When we die we immediately receive our resurrection body, and enjoy all that heaven has for us. There will not be another judgment. That is why he said to the thief on the cross "Today you will be with me in Paradise" (a Persian word for an enclosed garden).

But what do find throughout the Bible is that the Messiah King, Lord of the nations, keeps intervening from time to time in fiery judgment when his church fails to be a light to a nation. When the Pharisees and Sadducees had been excluding people, Jesus warned them that they had made the temple into a den of thieves. So he said that in that generation, within the lifetime of his hearers, he would come and destroy that temple. You can see how this has happened again and again in church history.

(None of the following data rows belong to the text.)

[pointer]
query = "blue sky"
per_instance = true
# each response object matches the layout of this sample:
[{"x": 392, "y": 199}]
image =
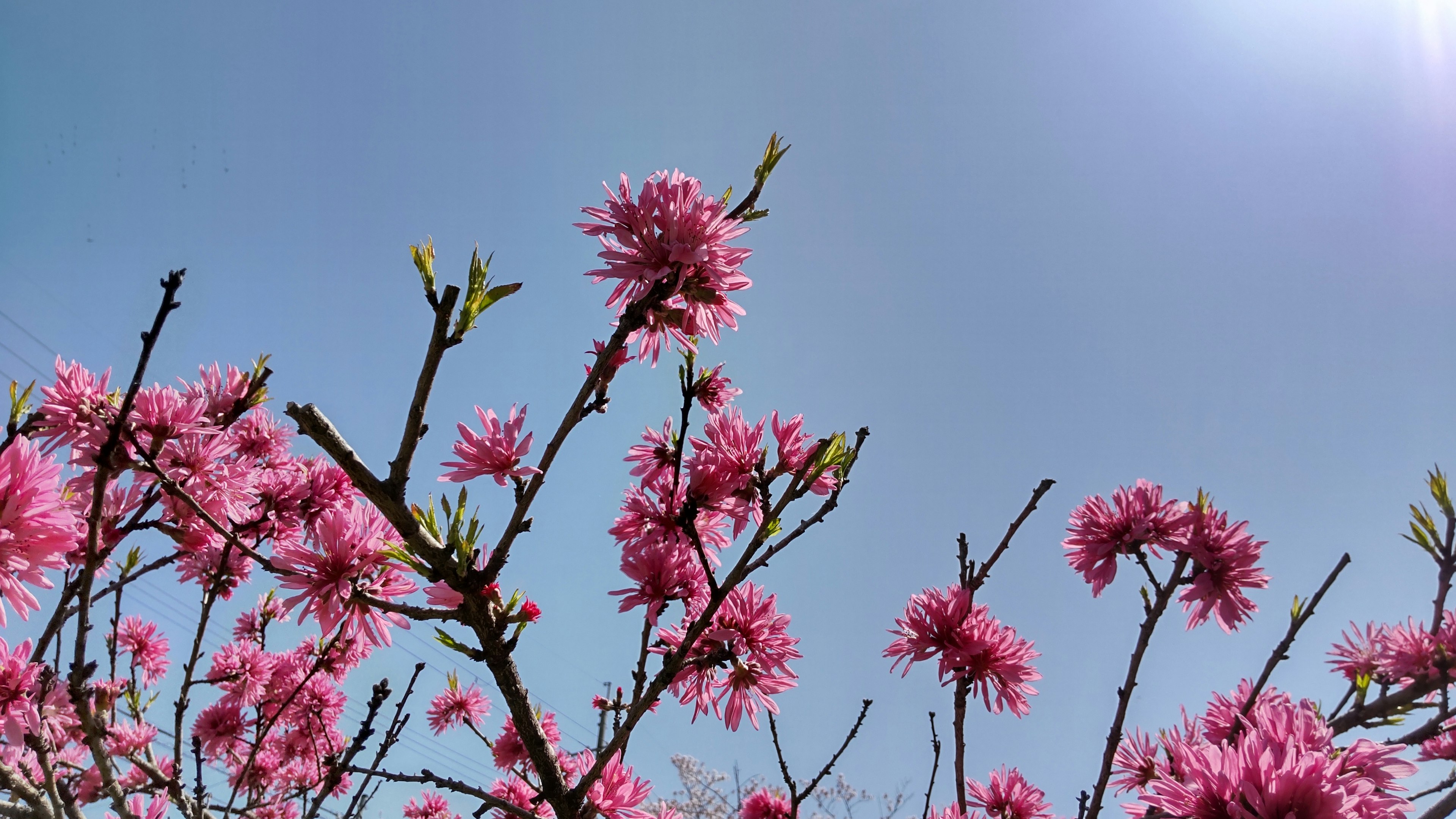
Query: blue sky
[{"x": 1208, "y": 244}]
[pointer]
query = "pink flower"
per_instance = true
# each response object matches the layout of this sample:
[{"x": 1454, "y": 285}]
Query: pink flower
[
  {"x": 18, "y": 689},
  {"x": 1136, "y": 761},
  {"x": 244, "y": 671},
  {"x": 1360, "y": 655},
  {"x": 223, "y": 729},
  {"x": 765, "y": 805},
  {"x": 458, "y": 706},
  {"x": 676, "y": 234},
  {"x": 442, "y": 595},
  {"x": 519, "y": 793},
  {"x": 219, "y": 391},
  {"x": 797, "y": 448},
  {"x": 37, "y": 531},
  {"x": 260, "y": 436},
  {"x": 431, "y": 806},
  {"x": 1442, "y": 745},
  {"x": 1010, "y": 796},
  {"x": 1100, "y": 534},
  {"x": 749, "y": 637},
  {"x": 663, "y": 575},
  {"x": 348, "y": 557},
  {"x": 124, "y": 738},
  {"x": 494, "y": 454},
  {"x": 1283, "y": 764},
  {"x": 1224, "y": 568},
  {"x": 139, "y": 806},
  {"x": 162, "y": 413},
  {"x": 972, "y": 645},
  {"x": 146, "y": 646},
  {"x": 510, "y": 751},
  {"x": 714, "y": 391},
  {"x": 654, "y": 458},
  {"x": 76, "y": 410},
  {"x": 617, "y": 795},
  {"x": 613, "y": 365},
  {"x": 254, "y": 623}
]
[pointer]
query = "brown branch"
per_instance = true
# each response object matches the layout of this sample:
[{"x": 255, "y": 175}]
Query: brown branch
[
  {"x": 397, "y": 726},
  {"x": 1280, "y": 652},
  {"x": 427, "y": 777},
  {"x": 673, "y": 662},
  {"x": 1382, "y": 707},
  {"x": 440, "y": 342},
  {"x": 1125, "y": 694},
  {"x": 935, "y": 766},
  {"x": 1442, "y": 810},
  {"x": 105, "y": 467},
  {"x": 864, "y": 709},
  {"x": 1011, "y": 531},
  {"x": 963, "y": 689}
]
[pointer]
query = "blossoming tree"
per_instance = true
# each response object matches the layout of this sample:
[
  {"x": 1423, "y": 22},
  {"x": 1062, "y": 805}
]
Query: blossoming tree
[{"x": 257, "y": 728}]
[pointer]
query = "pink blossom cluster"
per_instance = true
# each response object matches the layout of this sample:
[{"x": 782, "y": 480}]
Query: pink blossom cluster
[
  {"x": 1139, "y": 524},
  {"x": 615, "y": 795},
  {"x": 1282, "y": 763},
  {"x": 739, "y": 662},
  {"x": 676, "y": 237},
  {"x": 1007, "y": 796},
  {"x": 1401, "y": 655},
  {"x": 277, "y": 722},
  {"x": 970, "y": 645}
]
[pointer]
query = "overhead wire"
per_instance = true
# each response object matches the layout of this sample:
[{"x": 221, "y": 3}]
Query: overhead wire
[{"x": 28, "y": 333}]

The seven churches of Asia had their lamp-stands removed when they got involved in the politics of the Byzantine church. The big churches of Carthage and Roman Africa, which had a hundred bishops about 250 AD, were all destroyed first by the Vandals, and then disappeared without trace under the Muslim advance. In France when the church had allied itself with the luxury and oppression of Louis XIV and Louis XV, the church was toppled by the French Revolution. The Russian church had thrown in its lot with the Czars, and their rich, powerful institution was dismantled by the communists in 1918. With a few brave exceptions like Bonhoeffer, the Lutheran church of Germany failed to witness against Hitler's program of exterminating Jews, and it got caught in the collapse of the third Reich. The Hutus and Tutus formed a huge wonderful church in Ruanda, but when they went back into tribal politics millions were slaughtered in the genocide that followed.

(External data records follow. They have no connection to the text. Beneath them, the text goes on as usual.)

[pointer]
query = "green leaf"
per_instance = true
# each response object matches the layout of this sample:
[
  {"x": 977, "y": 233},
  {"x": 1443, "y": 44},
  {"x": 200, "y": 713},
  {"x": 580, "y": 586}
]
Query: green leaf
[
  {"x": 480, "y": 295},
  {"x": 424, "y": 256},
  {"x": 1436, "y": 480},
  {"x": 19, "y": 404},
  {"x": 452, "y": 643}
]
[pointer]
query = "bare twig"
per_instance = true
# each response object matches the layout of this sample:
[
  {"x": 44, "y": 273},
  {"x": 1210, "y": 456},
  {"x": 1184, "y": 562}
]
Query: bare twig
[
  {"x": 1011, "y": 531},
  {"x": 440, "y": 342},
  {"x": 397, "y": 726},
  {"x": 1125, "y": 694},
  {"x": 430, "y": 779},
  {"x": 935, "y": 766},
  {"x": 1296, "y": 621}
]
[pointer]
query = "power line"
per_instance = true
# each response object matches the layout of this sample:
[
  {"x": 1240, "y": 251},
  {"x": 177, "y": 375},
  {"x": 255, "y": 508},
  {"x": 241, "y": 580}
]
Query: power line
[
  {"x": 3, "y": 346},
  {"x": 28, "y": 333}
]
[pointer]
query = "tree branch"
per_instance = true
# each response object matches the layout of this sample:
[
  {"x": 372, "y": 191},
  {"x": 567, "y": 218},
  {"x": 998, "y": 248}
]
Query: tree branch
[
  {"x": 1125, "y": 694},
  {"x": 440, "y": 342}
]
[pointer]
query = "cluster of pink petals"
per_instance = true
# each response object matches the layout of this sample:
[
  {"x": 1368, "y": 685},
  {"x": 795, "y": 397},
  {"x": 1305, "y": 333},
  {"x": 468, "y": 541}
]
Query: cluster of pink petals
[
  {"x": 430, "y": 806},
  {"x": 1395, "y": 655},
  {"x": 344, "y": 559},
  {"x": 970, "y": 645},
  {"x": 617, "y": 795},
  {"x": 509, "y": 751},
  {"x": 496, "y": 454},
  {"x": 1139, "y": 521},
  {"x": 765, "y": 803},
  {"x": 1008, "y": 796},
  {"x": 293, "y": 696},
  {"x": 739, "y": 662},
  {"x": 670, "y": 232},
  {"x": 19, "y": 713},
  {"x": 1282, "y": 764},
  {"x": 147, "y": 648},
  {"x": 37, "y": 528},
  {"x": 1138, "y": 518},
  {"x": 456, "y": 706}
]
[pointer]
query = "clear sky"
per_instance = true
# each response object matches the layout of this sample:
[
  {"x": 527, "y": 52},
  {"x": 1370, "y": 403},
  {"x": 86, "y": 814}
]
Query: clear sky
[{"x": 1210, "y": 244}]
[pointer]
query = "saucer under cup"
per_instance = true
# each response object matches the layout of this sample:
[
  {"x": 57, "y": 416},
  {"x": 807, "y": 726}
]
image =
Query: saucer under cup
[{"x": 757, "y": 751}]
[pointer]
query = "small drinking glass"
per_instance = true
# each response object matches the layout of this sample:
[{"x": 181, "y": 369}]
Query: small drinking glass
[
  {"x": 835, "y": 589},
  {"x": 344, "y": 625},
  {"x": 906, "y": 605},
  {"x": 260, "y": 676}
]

But why does our Lord wait so before he deals with the evil that surrounds his church? One obvious reason is that he takes great delight in changing weeds to good wheat, and changing bad fish into good ones. Mary Magdalene was possessed by seven demons, and she must have been as bad as they get, but Jesus loved her, and she became a saint. Saul of Tarsus was a virulent weed, a vicious shark who persecuted and killed off all the good fish he could find. Then suddenly he was converted on the Damascus road and became the greatest apostle who ever lived. Even during the forty years of delay before judgment came down on the temple in Jerusalem, many of the people who had demanded the Messiah's crucifixion had a change of heart (Acts 2:41, 47, 5:14, 6:7).

So the five parables at the end of Matthew 13 are good news for us who can see the treasure hidden in our city, the pearl of great price that is worth more than any of our possessions. We can rejoice in the growth of the Kingdom of Heaven, and its influence permeating every area of our city's life. We don't have to wring our hands and bemoan all that is wrong, since we know that the Lord will deal with his harvest in due course. And we don't threaten others, or ourselves, with the terrors of eternal damnation. We are loved and accepted just as we are among God's people in this city.